Einer dieser neuen „Best in class-Richter“ am Einheitlichen Patentgericht wird Tobias Pichlmaier sein, derzeit noch Vorsitzender Richter am LG München. Er referierte über den „Eilrechtsschutz vor dem UPC – insbesondere auch im Vergleich mit der nationalen deutschen Gerichtsbarkeit“. Ein detailreicher Vortrag für Kenner der Materie, der Unterschiede und Gemeinsamkeiten zwischen den Gerichten herausarbeitete.

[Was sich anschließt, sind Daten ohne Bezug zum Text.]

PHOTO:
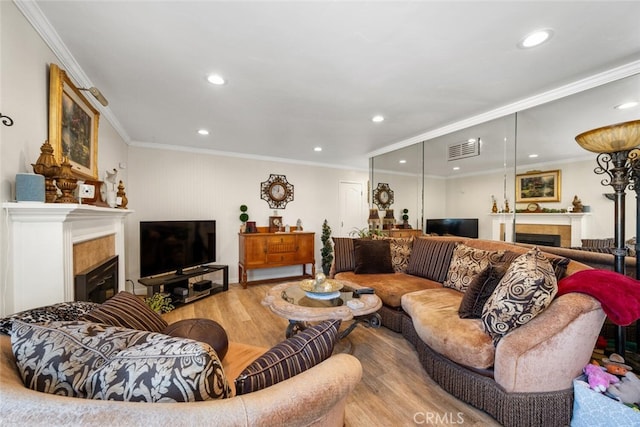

Ingrid Bichelmair-Böhn, Thomas L. Lederer, Gabriele Mohsler

Ingrid Bichelmair-Böhn, Thomas L. Lederer, Gabriele Mohsler

Zurück zur KI, über deren Patentierung Patentanwalt Thomas L. Lederer sprach, der kurzfristig als Referent eingesprungen war. Auch er stellte fest, dass es kein geeignetes, spezielles Patentrecht für KI gebe: „Das gleiche Patentrecht gilt auch für Schrankscharniere, Ottomotoren und Besenborsten“. Er stellte in seinem Referat u.a. die derzeit gültigen Prüfungsrichtlinien von DPMA und EPA vor. Es fehle eine etablierte Rechtsprechung, so Lederer. „Letztlich geht es immer um die Frage: ‚Was genau ist technisch‘?“

Gabriele Mohsler

Gabriele Mohsler

Gabriele Mohsler ist Vice President Patent Development beim Telekommunikationsunternehmen Ericsson. Sie sprach über „Standard Essentielle Patente (SEP), Entstehung und Lizensierung nach FRAND Bedingungen“. Im Mobilfunkmarkt ist es eine besondere Herausforderung, den Wettbewerb „Fair, Reasonable and Non-Discriminatory“ (FRAND) zu halten. Zwischen „1G“ (um 1980) und „5G“ (2020) bzw. in Zukunft „6G“ erhöht sich mit jedem "G" die Anzahl der Mitstreiter und mit ihnen die Anzahl der angemeldeten Patente mit potentieller Standardrelevanz. Das werfe etliche Fragen auf, so Mohsler: Bedürfen SEP Patente spezieller Regeln bei der Lizensierung? Wer muss Patente an wen lizensieren? Was bedeutet Transparenz im Zusammenhang mit SEPs und wer muss dann eigentlich Transparenz schaffen?

Kampf den Produktpiraten

Pausengespräche im Foyer

Netzwerken: Pausengespräche im Foyer

Ingrid Bichelmeir-Böhn entwickelte mit ihrem interdisziplinären Team bei Schaeffler AG ein Konzept zur fälschungssicheren Kennzeichnung von Originalteilen und deren Verpackung. Als Verantwortliche für Global Brand Protection stellte sie dieses Konzept, das erfolgreich umgesetzt wurde, in ihrem Referat vor: „Produkt- und Markenpiraterie: KI und Digitale Maßnahmen zur Bekämpfung in der Praxis“. Eine spezielle Kennzeichnung ermöglicht heute die schnelle Authentisierung von Schaeffler-Originalteilen durch maßgeschneiderte Apps. Die Produktpiraterie lässt sich so wirkungsvoll bekämpfen.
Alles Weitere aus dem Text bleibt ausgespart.